In January 2019, we added the ability to send metrics from pairs of HA Prometheus replicas to the same Hosted Prometheus instance and have those metrics be deduplicated on ingestion. To enable this, we track the identity of the replica from which we have “elected” to accept writes; if we don’t see metrics from this replica for a period of 15 seconds, we accept writes from the replica we receive a write from next, thus changing the “elected” replica. To track these identities we use etcd, a raft-based distributed key-value store that is also used by Kubernetes to store runtime and configuration data.

The incident

At 11:19:00 UTC on March 16, the node running the etcd leader was abruptly terminated by a scheduled Kubernetes version upgrade. By design, another etcd replica automatically became the leader ~10 seconds later.

About 60 seconds later, two replicas of the Cortex distributor (the service on the write-path that is responsible for deduplicating samples) started logging “context deadline exceeded” when trying to fetch keys from our etcd cluster, and writes for some customers via those replicas started failing.

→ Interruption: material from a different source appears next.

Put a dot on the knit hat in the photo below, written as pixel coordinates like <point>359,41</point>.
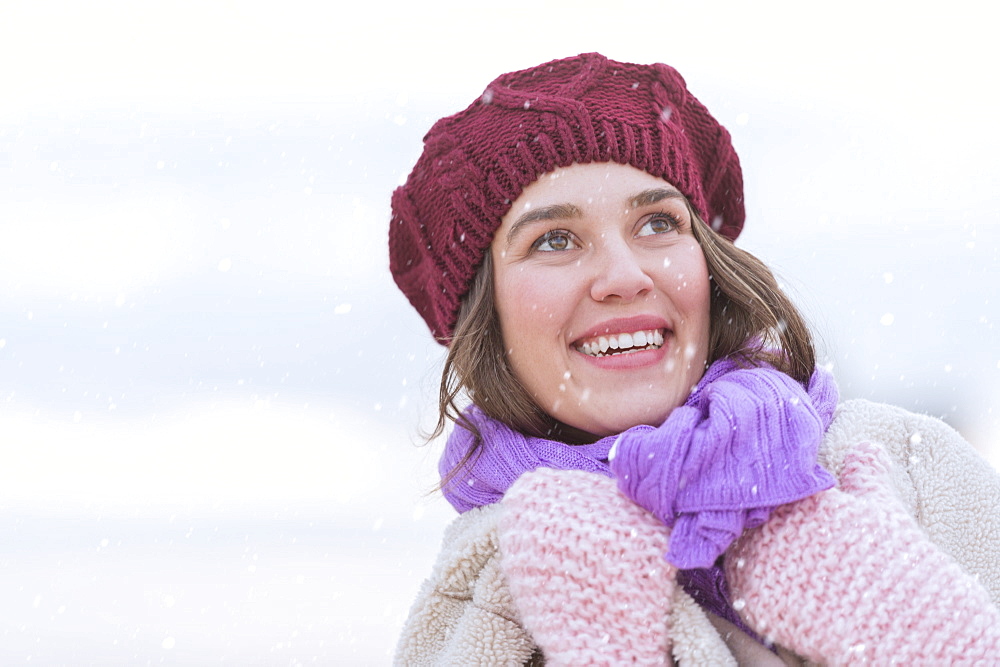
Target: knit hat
<point>525,124</point>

The issue was caused by a stuck TCP connection from the distributors to the old etcd master, which can happen when the underlying node dies and the TCP connection is not gracefully closed.

Detection and resolution

We use SLO-based alerting, which alerted our oncall engineer to the problem at 11:31, a full 11 minutes after it started. As this problem manifested as an error rate of 20%, it would have taken ~18 hours to breach our monthly SLA.

The affected distributors were restarted at 11:32, and the errors stopped, ending the incident.

Takeaway

It is important that we learn from this outage and put in place steps to ensure it does not happen again.

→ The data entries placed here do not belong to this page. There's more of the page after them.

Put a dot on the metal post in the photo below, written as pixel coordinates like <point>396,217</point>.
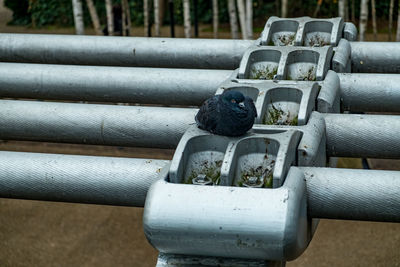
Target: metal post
<point>122,51</point>
<point>375,57</point>
<point>94,124</point>
<point>196,18</point>
<point>171,17</point>
<point>79,179</point>
<point>369,136</point>
<point>109,84</point>
<point>367,195</point>
<point>370,92</point>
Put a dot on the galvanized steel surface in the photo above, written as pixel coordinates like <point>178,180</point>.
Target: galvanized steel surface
<point>122,51</point>
<point>369,136</point>
<point>94,124</point>
<point>222,221</point>
<point>80,179</point>
<point>348,135</point>
<point>375,57</point>
<point>109,84</point>
<point>367,195</point>
<point>359,92</point>
<point>370,92</point>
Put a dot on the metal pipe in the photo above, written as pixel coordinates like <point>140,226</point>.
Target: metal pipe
<point>109,84</point>
<point>375,57</point>
<point>367,92</point>
<point>332,193</point>
<point>79,179</point>
<point>359,92</point>
<point>348,135</point>
<point>366,195</point>
<point>94,124</point>
<point>122,51</point>
<point>369,136</point>
<point>382,57</point>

The total length of the incident was 12 minutes. As the timeout error is considered recoverable by Prometheus’s remote_write, the failed writes were retried by the sending side and succeeded when they hit other Distributor replicas. This means the incident resulted in no data loss.

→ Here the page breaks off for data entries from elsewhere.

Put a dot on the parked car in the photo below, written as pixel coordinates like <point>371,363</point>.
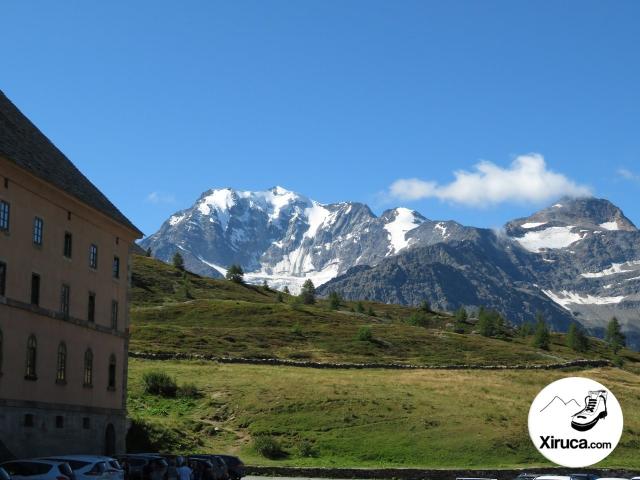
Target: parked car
<point>143,467</point>
<point>527,476</point>
<point>203,468</point>
<point>234,465</point>
<point>583,476</point>
<point>38,470</point>
<point>220,469</point>
<point>92,467</point>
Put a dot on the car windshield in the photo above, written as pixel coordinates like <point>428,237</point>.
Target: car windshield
<point>27,469</point>
<point>74,464</point>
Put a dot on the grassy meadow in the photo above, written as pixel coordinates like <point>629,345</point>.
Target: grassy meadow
<point>369,418</point>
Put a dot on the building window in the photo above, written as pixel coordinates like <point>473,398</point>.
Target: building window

The etcd client supports gRPC keepalive probes which were not correctly configured in Cortex. The incident was reproduced with iptables rules in our dev environment, dropping packets between a distributor instance and the etcd instance it was connected to. Enabling the keepalive probes in the etcd client was shown to prevent the problem:

diff
cli, err := clientv3.New(clientv3.Config{
	Endpoints:   cfg.Endpoints,
	DialTimeout: cfg.DialTimeout,
+	DialKeepAliveTime:    10 * time.Second,
+	DialKeepAliveTimeout: 2 * cfg.DialTimeout,
+	PermitWithoutStream:  true,
})

We have also followed up with our infrastructure team to work out why the machine was abruptly terminated; as the etcd Pods are managed by the etcd operator, our scripts didn’t know how to gracefully reschedule them. What’s more, the API call our scripts used to terminate an instance only gave the instance around 90 seconds to cleanly shut down. We are working to ensure our Kubernetes upgrade process gracefully terminates Pods and machines going forward.

This outage is not all bad news: We relied heavily on Grafana Loki, our new log aggregation system, to quickly dig into logs during the outage, recovery, and for the post mortem. We wouldn’t have been able to do that work as quickly and precisely without Loki. This meant reduced time-to-recovery for our users and less mental overhead during a stressful phase for us.